Career
His main contribution was on explosively pumped flux compression generators. Clarence "Max" Fowler began work for the Los Alamos National Laboratory in 1952, retiring in 1996. During this period Fowler became the highest Western authority on the research and application of explosively pumped flux compression generators.
(The research of the Soviet physicist Andrei Sakharov at Sarov was more advanced, but for a long time the whole field of megagauss research was covered by military secrecy).
In those years, mega-gauss technologies were being applied for the first time in a series of experimental devices, such as lasers, implosion foils, electromagnetic beam accelerators and the railgun. Fowler also used these generators in order to study the response of several substances to ultra-strong magnetic fields, and among the materials that were investigated were superconductors that operated at the temperature of liquid nitrogen (such as the Yttrium barium copper oxide compound).
Clarence Fowler was the principal promoter of the first International Megagauss Conference.

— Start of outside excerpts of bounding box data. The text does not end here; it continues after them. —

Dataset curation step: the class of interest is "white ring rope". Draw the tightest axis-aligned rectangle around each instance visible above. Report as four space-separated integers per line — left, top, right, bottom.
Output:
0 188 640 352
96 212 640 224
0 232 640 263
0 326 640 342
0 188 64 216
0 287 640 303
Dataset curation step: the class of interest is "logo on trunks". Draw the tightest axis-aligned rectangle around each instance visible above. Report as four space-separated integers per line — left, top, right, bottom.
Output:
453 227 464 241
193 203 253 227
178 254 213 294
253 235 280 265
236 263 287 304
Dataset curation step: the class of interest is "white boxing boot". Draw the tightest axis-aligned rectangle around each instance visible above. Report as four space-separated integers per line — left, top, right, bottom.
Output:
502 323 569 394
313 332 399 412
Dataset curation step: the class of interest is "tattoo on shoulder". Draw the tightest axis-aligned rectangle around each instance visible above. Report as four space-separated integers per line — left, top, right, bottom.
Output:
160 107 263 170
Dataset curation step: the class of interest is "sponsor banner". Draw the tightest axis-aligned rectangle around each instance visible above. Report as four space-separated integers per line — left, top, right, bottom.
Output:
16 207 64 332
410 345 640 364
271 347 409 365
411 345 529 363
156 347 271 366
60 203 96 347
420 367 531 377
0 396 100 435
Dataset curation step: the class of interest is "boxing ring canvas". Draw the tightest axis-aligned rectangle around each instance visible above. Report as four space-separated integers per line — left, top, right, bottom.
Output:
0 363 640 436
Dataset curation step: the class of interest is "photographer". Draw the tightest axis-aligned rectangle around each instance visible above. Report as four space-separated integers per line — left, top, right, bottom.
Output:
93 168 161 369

The first of these was held in Frascati, Italy (1965).
Clarence Fowler and his group were the authors of the first paper presented at the first conference in Frascati.
Because of the successful research done by his group on the effects of ultra-intense magnetic fields on many materials and their mutual interaction, Florida State and Los Alamos National Laboratory decided to join their efforts to found the National High Magnetic Field Laboratory. Clarence "Max" Fowler died on February 27, 2006 at his home, after a brief battle against cancer. He was 87 years old.